KillChainGraph: ML Framework for Predicting and Mapping ATT&CK Techniques
Abstract: The escalating complexity and volume of cyberattacks demand proactive detection strategies that go beyond traditional rule-based systems. This paper presents a phase-aware, multi-model machine learning framework that emulates adversarial behavior across the seven phases of the Cyber Kill Chain using the MITRE ATT&CK Enterprise dataset. Techniques are semantically mapped to phases via ATTACK-BERT, producing seven phase-specific datasets. We evaluate LightGBM, a custom Transformer encoder, fine-tuned BERT, and a Graph Neural Network (GNN), integrating their outputs through a weighted soft voting ensemble. Inter-phase dependencies are modeled using directed graphs to capture attacker movement from reconnaissance to objectives. The ensemble consistently achieved the highest scores, with F1-scores ranging from 97.47% to 99.83%, surpassing GNN performance (97.36% to 99.81%) by 0.03%–0.20% across phases. This graph-driven, ensemble-based approach enables interpretable attack path forecasting and strengthens proactive cyber defense.
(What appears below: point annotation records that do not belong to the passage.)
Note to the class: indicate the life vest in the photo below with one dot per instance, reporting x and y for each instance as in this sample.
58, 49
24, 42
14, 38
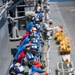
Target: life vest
29, 56
33, 47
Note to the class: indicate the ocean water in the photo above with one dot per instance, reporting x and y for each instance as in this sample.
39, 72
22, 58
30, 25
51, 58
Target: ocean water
61, 0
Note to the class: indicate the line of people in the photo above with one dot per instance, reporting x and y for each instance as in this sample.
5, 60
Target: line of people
30, 51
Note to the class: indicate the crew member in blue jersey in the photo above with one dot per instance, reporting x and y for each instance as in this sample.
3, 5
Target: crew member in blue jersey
16, 68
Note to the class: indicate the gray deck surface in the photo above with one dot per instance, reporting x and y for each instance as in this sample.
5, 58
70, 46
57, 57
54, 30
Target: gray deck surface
62, 13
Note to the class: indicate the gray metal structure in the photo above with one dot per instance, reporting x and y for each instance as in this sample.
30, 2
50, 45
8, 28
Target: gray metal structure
5, 53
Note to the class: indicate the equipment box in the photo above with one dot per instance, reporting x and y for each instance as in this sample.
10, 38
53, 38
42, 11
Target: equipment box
64, 69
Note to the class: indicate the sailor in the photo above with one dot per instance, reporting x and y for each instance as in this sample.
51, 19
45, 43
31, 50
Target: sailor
30, 25
16, 68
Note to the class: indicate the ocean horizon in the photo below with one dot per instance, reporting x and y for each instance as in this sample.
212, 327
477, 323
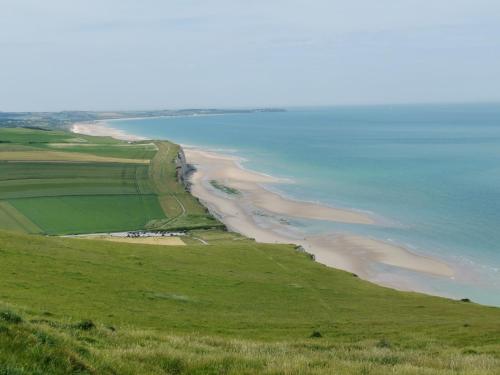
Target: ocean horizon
429, 173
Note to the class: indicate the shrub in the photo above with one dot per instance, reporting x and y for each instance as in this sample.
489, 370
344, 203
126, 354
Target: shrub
10, 317
85, 325
383, 343
316, 334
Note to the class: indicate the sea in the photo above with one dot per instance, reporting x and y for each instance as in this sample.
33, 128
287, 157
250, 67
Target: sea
429, 173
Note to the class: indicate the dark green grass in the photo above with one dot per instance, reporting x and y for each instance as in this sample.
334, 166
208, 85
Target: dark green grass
18, 180
128, 151
38, 137
88, 214
82, 180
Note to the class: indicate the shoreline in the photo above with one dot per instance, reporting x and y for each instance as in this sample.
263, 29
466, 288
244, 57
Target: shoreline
261, 214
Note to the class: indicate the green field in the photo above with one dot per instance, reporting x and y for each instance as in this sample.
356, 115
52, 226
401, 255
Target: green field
71, 196
222, 304
88, 214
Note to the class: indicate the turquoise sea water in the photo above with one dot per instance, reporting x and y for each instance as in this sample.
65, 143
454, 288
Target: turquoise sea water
430, 172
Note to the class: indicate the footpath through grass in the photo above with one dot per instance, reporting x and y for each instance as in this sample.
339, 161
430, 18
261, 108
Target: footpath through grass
57, 182
229, 307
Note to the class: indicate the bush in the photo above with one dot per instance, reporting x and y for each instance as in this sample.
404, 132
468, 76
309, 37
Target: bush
85, 325
383, 343
10, 317
316, 334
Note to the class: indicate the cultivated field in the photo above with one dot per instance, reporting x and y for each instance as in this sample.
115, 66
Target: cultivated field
54, 182
219, 304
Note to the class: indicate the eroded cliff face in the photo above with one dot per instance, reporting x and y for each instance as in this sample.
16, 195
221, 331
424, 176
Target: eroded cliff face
183, 169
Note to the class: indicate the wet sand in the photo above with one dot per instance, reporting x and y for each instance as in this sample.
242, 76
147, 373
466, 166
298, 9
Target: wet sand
258, 213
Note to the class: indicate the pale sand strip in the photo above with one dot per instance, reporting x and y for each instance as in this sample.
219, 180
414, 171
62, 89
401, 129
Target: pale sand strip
101, 130
226, 170
40, 156
160, 241
256, 212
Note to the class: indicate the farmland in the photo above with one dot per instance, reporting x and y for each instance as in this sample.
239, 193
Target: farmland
219, 304
57, 183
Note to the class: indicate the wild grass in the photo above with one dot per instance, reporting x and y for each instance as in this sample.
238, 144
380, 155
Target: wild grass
39, 344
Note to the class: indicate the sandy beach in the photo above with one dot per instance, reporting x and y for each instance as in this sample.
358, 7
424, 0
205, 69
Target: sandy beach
98, 129
237, 197
258, 213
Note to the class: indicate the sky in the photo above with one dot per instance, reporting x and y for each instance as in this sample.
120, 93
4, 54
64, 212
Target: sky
161, 54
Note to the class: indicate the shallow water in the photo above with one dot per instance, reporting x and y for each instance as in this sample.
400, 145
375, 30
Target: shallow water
430, 172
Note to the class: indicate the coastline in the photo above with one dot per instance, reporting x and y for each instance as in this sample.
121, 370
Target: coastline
238, 199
Read more about our KillChainGraph or download the paper from arXiv:
https://arxiv.org/abs/2508.18230
Policy-Value Guided MDP-MCTS Framework for Cyber Kill-Chain Inference
Abstract: Threat analysts routinely rely on natural-language reports that describe attacker actions without enumerating the full kill chain or the dependencies between phases, making automated reconstruction of ATT&CK consistent intrusion paths a difficult open problem. We propose a reasoning framework that infers complete seven-phase kill chains by coupling phase-conditioned semantic priors from Transformer models with a symbolic Markov Decision Process and an AlphaZero-style Monte Carlo Tree Search guided by a Policy-Value Network. The framework enforces semantic relevance, phase cohesion, and transition plausibility through a multi-objective reward function while allowing search to explore alternative interpretations of the CTI narrative. Applied to three real intrusions FIN6, APT24, and UNC1549 the approach yields kill chains that surpass Transformer baselines in semantic fidelity and operational coherence, and frequently align with expert-selected TTPs. Our results demonstrate that combining contextual embeddings with search-based decision-making offers a practical path toward automated, interpretable kill-chain reconstruction for cyber defense.